PROJECT SUMMARY/ABSTRACT
Goals: Peri-Centromeric Heterochromatin (PCH) is required for genome stability/DNA repair, chromosome
pairing, nuclear architecture, and transposon and gene silencing. Previous studies suggested that histone H3
lysine 9 methylation (H3K9me2/3), Heterochromatin Protein 1 (HP1) binding, HP1-interacting protein
recruitment and chromatin compaction are sufficient to explain PCH formation and function. In 2017, my lab
and the Narlikar lab published complementary studies suggesting that 3D PCH domains form via liquid-liquid
phase separation (LLPS), generating membrane-less condensates with an immobile HP1a core surrounded by
a liquid. We proposed that novel properties associated with highly networked, phase separated systems (e.g.
liquidity) are critical to understand how PCH, and other chromatin domains, form and regulate essential nuclear
functions. However, we lack a mechanistic understanding of the organization, dynamics and
biophysical/material properties of PCH components and condensates in a cellular and organismal context. In
addition, we need to determine if and how biophysical properties regulate genome functions such as repair,
replication and transcription, a current major challenge for the whole field of condensate biology.

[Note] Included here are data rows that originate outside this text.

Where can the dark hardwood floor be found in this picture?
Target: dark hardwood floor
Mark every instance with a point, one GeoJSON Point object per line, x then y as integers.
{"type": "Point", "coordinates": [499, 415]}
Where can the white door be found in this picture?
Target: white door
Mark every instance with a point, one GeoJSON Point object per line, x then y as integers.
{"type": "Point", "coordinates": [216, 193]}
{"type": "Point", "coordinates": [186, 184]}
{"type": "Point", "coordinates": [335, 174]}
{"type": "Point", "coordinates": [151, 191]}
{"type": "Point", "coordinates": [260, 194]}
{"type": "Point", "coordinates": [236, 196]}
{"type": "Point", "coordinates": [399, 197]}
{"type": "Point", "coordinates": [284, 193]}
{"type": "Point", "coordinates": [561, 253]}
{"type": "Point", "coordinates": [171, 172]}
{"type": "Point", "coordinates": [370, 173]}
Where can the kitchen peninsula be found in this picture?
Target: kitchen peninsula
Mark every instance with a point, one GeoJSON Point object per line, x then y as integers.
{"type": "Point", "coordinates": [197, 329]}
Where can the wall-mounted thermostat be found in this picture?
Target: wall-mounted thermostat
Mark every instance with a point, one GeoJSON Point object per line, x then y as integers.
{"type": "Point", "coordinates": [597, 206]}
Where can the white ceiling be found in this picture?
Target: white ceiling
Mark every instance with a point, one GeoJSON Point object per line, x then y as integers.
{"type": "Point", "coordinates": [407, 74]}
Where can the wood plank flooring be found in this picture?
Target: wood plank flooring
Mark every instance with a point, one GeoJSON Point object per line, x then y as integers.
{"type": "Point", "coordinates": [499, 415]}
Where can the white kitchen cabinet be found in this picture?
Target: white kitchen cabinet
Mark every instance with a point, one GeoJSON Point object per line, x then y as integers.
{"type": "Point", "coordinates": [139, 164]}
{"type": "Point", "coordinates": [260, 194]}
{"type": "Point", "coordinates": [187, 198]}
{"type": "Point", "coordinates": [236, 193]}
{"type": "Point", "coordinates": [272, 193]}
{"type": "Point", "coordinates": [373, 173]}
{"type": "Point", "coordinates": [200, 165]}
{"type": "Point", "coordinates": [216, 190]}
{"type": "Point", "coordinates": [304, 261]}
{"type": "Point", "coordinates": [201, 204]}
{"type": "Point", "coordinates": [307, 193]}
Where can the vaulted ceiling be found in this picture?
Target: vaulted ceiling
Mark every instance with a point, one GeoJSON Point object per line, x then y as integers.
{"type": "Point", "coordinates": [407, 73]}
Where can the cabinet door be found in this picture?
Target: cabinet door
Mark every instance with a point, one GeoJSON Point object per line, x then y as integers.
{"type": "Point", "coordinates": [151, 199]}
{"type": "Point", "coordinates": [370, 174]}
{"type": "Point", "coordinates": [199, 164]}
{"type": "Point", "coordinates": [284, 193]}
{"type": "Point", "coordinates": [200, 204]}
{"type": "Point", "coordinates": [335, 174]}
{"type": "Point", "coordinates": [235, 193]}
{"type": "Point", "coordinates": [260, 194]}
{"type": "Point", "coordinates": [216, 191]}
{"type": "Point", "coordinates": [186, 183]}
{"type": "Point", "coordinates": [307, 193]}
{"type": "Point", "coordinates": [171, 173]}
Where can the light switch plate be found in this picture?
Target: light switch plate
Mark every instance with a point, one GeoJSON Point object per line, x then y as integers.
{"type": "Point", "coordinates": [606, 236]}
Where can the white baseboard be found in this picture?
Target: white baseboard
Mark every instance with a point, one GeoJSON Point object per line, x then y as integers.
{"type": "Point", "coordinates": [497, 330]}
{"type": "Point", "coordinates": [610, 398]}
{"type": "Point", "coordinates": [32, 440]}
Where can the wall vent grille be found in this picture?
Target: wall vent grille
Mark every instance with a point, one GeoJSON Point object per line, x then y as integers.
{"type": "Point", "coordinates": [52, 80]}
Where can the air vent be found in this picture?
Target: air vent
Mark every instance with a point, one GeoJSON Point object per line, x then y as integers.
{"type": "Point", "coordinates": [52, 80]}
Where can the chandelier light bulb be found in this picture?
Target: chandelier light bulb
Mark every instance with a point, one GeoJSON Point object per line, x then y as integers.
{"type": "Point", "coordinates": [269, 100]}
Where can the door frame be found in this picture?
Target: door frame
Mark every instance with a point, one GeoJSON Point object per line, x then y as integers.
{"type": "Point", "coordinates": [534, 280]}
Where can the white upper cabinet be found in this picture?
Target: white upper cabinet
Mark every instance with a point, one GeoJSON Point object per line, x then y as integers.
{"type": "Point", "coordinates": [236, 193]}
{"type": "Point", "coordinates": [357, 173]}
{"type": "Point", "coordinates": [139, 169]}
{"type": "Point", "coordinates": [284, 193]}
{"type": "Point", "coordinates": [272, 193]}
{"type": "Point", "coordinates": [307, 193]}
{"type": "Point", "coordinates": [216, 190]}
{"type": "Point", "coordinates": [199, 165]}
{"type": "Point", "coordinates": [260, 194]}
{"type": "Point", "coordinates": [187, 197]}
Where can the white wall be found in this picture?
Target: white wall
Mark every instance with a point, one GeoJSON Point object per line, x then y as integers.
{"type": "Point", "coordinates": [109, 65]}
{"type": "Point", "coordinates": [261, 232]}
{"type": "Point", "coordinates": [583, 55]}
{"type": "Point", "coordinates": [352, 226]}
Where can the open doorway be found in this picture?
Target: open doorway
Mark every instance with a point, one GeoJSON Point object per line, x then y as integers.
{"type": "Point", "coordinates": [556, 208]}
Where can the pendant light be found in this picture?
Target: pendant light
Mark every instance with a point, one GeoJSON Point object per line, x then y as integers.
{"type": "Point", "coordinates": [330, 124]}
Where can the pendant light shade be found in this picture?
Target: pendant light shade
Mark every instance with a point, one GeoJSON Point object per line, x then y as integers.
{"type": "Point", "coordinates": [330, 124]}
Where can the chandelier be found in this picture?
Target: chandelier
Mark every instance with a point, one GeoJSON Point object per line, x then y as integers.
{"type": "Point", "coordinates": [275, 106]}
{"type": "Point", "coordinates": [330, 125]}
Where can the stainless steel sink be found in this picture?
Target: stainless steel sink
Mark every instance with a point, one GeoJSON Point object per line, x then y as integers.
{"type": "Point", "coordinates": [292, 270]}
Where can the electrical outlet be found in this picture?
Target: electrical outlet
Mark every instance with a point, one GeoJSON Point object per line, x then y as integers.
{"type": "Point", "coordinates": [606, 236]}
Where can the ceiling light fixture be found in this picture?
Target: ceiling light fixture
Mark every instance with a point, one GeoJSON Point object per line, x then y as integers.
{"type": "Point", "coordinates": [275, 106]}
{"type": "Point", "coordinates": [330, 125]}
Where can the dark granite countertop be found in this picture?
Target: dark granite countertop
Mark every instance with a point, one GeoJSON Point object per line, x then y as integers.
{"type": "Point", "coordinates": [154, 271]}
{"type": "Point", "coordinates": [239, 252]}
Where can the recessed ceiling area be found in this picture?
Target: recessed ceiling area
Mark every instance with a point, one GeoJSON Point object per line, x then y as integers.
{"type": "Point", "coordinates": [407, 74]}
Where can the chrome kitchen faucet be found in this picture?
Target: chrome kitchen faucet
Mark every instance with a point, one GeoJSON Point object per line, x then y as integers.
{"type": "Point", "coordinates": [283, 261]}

Approach: This MIRA will interrogate how LLPS and biophysical properties impact the in vivo organization
and function of heterochromatin and other associated nuclear bodies. We will capitalize on our preliminary
results and knowledge of PCH biology, combined with advanced imaging, biochemical, and experimental and
theoretical biophysical approaches, to elucidate 1) the molecular interactions responsible for PCH domain
formation; 2) the architectural, biophysical and chemical properties of the domain; and 3) whether or not phase
separation and liquidity regulate PCH functions and interplay with other nuclear bodies.

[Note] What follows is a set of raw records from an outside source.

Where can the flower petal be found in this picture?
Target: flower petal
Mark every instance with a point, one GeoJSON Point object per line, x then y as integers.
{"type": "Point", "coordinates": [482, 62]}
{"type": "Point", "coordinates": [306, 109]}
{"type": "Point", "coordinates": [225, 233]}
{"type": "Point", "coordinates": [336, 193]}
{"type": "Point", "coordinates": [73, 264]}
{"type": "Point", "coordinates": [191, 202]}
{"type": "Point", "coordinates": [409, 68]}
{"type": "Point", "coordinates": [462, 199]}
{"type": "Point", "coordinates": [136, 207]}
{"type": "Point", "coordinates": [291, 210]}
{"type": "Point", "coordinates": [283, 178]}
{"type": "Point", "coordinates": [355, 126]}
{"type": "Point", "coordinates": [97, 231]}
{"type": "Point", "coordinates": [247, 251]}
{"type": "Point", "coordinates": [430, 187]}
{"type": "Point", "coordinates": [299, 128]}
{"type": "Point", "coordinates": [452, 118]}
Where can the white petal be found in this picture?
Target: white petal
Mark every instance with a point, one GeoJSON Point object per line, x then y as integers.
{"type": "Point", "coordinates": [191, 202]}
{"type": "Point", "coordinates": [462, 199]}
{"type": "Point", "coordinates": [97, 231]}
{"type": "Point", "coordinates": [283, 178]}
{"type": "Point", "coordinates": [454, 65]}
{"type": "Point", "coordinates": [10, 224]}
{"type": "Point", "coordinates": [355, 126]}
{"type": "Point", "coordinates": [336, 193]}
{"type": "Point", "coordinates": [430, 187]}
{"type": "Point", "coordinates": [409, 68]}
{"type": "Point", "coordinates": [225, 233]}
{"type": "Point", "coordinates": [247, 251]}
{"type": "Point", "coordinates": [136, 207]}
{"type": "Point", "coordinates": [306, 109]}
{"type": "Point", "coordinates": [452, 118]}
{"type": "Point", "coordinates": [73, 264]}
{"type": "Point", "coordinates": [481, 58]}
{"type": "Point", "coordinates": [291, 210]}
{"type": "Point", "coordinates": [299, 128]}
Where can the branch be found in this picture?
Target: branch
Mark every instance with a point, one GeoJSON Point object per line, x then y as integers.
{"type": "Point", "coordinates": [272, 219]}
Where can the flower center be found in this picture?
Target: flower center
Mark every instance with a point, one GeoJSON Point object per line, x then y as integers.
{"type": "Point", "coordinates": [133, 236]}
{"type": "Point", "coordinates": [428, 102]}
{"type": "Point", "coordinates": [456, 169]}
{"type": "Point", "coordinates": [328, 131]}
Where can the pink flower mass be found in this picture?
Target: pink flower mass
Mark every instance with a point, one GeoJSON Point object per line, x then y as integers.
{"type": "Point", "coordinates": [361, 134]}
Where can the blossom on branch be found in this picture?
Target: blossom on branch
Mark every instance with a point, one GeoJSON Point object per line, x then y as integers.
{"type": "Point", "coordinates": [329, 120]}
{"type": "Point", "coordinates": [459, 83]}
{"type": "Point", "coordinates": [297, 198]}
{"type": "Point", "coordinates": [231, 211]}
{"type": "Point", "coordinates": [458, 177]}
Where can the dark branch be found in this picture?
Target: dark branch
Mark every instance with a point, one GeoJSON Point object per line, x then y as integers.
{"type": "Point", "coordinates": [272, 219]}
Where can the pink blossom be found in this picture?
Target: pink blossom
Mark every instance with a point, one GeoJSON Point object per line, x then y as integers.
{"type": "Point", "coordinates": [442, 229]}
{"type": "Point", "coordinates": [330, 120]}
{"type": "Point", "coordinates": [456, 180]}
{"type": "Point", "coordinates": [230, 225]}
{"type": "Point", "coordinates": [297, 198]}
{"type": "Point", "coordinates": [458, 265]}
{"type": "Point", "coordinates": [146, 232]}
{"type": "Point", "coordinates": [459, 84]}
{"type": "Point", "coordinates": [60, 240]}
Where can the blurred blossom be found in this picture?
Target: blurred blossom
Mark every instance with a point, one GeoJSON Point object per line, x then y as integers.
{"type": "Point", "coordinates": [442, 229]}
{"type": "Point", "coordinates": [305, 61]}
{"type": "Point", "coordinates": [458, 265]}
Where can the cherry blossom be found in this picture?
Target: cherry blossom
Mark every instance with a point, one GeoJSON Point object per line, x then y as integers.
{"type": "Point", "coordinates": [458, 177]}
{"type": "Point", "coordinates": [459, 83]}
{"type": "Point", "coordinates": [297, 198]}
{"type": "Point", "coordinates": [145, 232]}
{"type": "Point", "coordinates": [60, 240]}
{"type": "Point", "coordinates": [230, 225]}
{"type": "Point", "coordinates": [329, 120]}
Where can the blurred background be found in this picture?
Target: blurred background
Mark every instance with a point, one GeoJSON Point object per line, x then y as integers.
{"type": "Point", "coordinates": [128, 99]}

Innovation: Although LLPS and biological condensates have become a popular topic for study and
discussion in recent years, we know little about in vivo mechanisms and relevance to function in the complex
but important cellular and organismal contexts. This is an emerging field, with unique challenges, and an
interdisciplinary approach is required to address these key questions. Thus in this MIRA proposal we will
combine our decades of experience in PCH biology with the expertise of collaborators in experimental and
theoretical biophysics, and advanced bioimaging. Testing our hypothesis will elucidate important information
about the organization and function of heterochromatin in cells and animals, potentially providing a paradigm-
shifting foundation for understanding how chromatin domains in general form and function.
Health Relatedness: Defective PCH causes genome instability and altered gene expression, contributing
to cancer, birth defects, and aging. Understanding how biophysical properties that underlie PCH formation and
function are altered in human diseases will likely result in novel approaches to diagnosis and treatment.